Keep in mind that theoretical constructions of symmetric ciphers are nowhere near as fast as practical constructions like AES. The real issue is that no public-key algorithms are known other than those that are based on theoretical constructions.

Also, our knowledge of complexity theory is not sufficient to show that cryptography is even possible. I suspect that improvements in our knowledge of complexity theory will greatly improve our cryptographic primitives, in both security and efficiency.

[marshray]

Keep in mind that theoretical constructions of symmetric ciphers are nowhere near as fast as practical constructions like AES.

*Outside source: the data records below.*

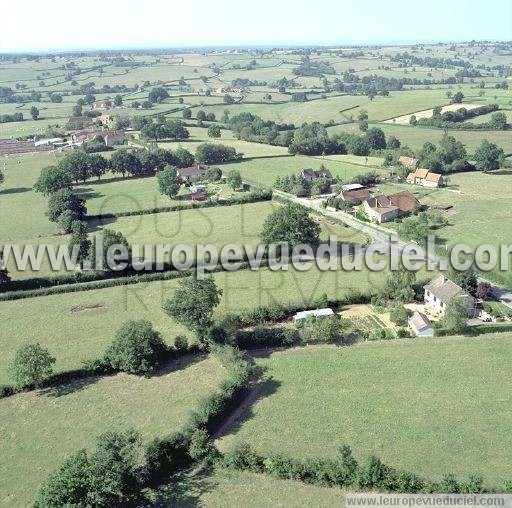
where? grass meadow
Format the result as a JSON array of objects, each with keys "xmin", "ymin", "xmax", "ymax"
[
  {"xmin": 152, "ymin": 468, "xmax": 345, "ymax": 508},
  {"xmin": 0, "ymin": 260, "xmax": 386, "ymax": 384},
  {"xmin": 379, "ymin": 171, "xmax": 512, "ymax": 289},
  {"xmin": 219, "ymin": 334, "xmax": 512, "ymax": 486},
  {"xmin": 0, "ymin": 357, "xmax": 224, "ymax": 506}
]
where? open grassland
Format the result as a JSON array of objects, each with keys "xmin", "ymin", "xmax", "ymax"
[
  {"xmin": 0, "ymin": 267, "xmax": 386, "ymax": 384},
  {"xmin": 99, "ymin": 201, "xmax": 365, "ymax": 254},
  {"xmin": 0, "ymin": 153, "xmax": 57, "ymax": 242},
  {"xmin": 0, "ymin": 358, "xmax": 224, "ymax": 506},
  {"xmin": 151, "ymin": 468, "xmax": 345, "ymax": 508},
  {"xmin": 222, "ymin": 155, "xmax": 385, "ymax": 187},
  {"xmin": 328, "ymin": 123, "xmax": 512, "ymax": 155},
  {"xmin": 386, "ymin": 103, "xmax": 481, "ymax": 125},
  {"xmin": 379, "ymin": 171, "xmax": 512, "ymax": 288},
  {"xmin": 0, "ymin": 201, "xmax": 366, "ymax": 280},
  {"xmin": 220, "ymin": 334, "xmax": 512, "ymax": 485}
]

What I hear you saying is "AES was designed with a practical implementation in mind, whereas asymmetric constructions were more 'discovered' from theoretical work that's often unweildy when reduced to practice". This about right?

The real issue is that no public-key algorithms are known other than those that are based on theoretical constructions.

I dunno. http://en.wikipedia.org/wiki/Merkle%27s_Puzzles always seemed pretty down-to-Earth to me, but they're inefficient as heck too. :-)

[betterunix]

While it is true that AES was designed with practicality in mind, that is not what the difference between a theoretical construction and a practical construction is about. The theory of cryptography is based on complexity-theoretic arguments (or in some cases, information-theoretic arguments) about cryptographic constructions, essentially showing that any algorithm that can be used to violate some security property of the system can be used to solve some hard problem. For example, in the case of the Goldwasser-Micali system, any chosen plaintext attack can be used to solve the quadratic residuosity problem efficiently. On the other hand, there is no such proof for AES; the evidence in favor of the security of AES is heuristic, based on a combination of statistical tests, resistance to known attacks on block ciphers, and other measures that have been developed over the past few decades.

This is not to say that AES should not be trusted. AES is a fine cipher, it is efficient, and unless someone can show us a practical attack the heuristic evidence is pretty strong.

Now, as for Merkle puzzles, that system is not considered secure by cryptographic standards. A cryptographic construction is not secure unless it requires the adversary to do work that is exponential in some parameter in the system (the security parameter), while parties that know some secret (such a key) only do work that is polynomial in all parameters of the system. In the case of RSA, for example, parties that are aware of the secret key must do work that is cubic in the security parameter, while the adversary must do work that is exponential in the cube root of the security parameter. Whether such systems actually exist is still an open question, as it turns out; a positive answer to this question would imply that P does not equal NP. Cryptographers generally assume certain truths about complexity theory, beyond the P vs. NP problem, and cryptography research has actually opened new areas of complexity theory that are based on such assumptions (such as the notion of knowledge complexity, which emerged from the work on zero knowledge proof systems).

[marshray]

Thanks for explaining all this.

The reason I brought up Merkle puzzles is because they depend on a symmetric cipher or one-way hash function, giving them one foot in that first category.